State v. Siecke

472 S.W.2d 367, 1971 Mo. LEXIS 875
CourtSupreme Court of Missouri
DecidedNovember 8, 1971
Docket56384
StatusPublished
Cited by8 cases

This text of 472 S.W.2d 367 (State v. Siecke) is published on Counsel Stack Legal Research, covering Supreme Court of Missouri primary law. Counsel Stack provides free access to over 12 million legal documents including statutes, case law, regulations, and constitutions.

Bluebook
State v. Siecke, 472 S.W.2d 367, 1971 Mo. LEXIS 875 (Mo. 1971).

Opinion

SEILER, Judge.

This case, here on our order of transfer from the Kansas City Court of Appeals, involves the question of whether the verified certificate of the superintendent of one of the state hospitals as to the charges made by the hospital for the examination and report of an accused referred to the hospital by the circuit court under Secs. 552.020 and 552.030 is sufficient, in the absence of any showing to the contrary, to require the circuit court to issue its order taxing such charges as costs in the case. 1

One, Kenneth Siecke, charged in Cass County with the commission of a felony, was ordered by the circuit court committed to the Division of Mental Diseases at Fulton for “observation and examination” and a report of “findings and recommendations”, under the above statutes. In due course, a report was filed, with findings that Siecke had a mental disease and defect and lacked capacity to proceed, and recommendation for commitment and treatment.

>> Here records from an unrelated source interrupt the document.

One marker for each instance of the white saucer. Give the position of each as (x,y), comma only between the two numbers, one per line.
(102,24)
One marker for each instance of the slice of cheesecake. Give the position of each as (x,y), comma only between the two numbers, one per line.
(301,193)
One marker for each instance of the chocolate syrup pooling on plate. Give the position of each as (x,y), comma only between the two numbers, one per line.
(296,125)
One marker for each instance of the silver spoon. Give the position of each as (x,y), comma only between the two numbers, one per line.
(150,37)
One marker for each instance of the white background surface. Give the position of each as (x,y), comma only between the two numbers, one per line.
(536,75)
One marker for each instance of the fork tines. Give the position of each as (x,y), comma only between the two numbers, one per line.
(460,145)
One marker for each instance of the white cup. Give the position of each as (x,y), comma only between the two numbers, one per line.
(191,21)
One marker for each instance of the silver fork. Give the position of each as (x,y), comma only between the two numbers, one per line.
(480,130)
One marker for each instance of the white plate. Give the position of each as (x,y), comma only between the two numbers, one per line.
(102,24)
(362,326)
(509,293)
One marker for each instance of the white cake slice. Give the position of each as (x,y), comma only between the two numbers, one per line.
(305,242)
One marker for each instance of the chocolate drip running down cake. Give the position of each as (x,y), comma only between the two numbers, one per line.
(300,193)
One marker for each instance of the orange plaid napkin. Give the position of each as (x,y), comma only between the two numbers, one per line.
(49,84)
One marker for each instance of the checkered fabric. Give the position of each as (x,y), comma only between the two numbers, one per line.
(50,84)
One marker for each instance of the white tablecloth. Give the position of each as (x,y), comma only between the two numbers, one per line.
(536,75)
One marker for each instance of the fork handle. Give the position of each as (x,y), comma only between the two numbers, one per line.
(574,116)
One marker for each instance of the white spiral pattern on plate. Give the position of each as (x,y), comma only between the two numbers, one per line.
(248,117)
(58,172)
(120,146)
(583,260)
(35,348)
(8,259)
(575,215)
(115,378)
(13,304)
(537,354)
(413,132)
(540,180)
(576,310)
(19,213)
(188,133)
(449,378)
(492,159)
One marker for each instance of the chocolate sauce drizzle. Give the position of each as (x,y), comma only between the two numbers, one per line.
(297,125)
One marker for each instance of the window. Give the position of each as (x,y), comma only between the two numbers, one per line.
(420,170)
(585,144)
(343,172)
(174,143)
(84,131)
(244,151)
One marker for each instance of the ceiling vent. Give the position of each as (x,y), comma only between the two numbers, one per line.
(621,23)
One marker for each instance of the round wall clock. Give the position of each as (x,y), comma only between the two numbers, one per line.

The hospital superintendent filed a verified motion for an order taxing as the reasonable costs of the examination and finding made pursuant to the court’s order, the sum of $647.70. Attached to the motion was a certificate of account, reading in part as follows:

*369 In a short time, the prosecuting attorney called up the superintendent’s motion. The superintendent was not present or represented, nor was the defendant Siecke. Other than the certified account, no evidence was presented and no record made, except the entry in the court’s docket for that date, reading “Motion of [superintendent] taken up, considered, and overruled.” The superintendent appeals.

Sec. 191.130, referred to in the certificate, provides that when the superintendent of a state hospital certifies an account under the seal of the institution as due the institution on account of any patient, it “ * * * shall be prima facie evidence of the amount due.” The superintendent contends that since the account was properly certified and there having been no objection as to its sufficiency and no evidence offered in rebuttal, it stands per se as reasonable and should have been allowed. The prosecuting attorney contends that inasmuch as Sec. 552.080, pertaining to court costs for examination fees, specifies that “Notwithstanding any other provisions of law, the court in which the proceedings are pending shall, upon application and approval, order the payment of or tax as costs * * * expenses and fees, which in each case shall be reasonable, and so found by the court * * * ”, the court is freed from the prima facie effect otherwise to be given by Sec. 191.130; that the risk of nonpersuasion rests on those asserting such claims, and with the superintendent having offered no evidence, the court necessarily overruled the motion and should be affirmed.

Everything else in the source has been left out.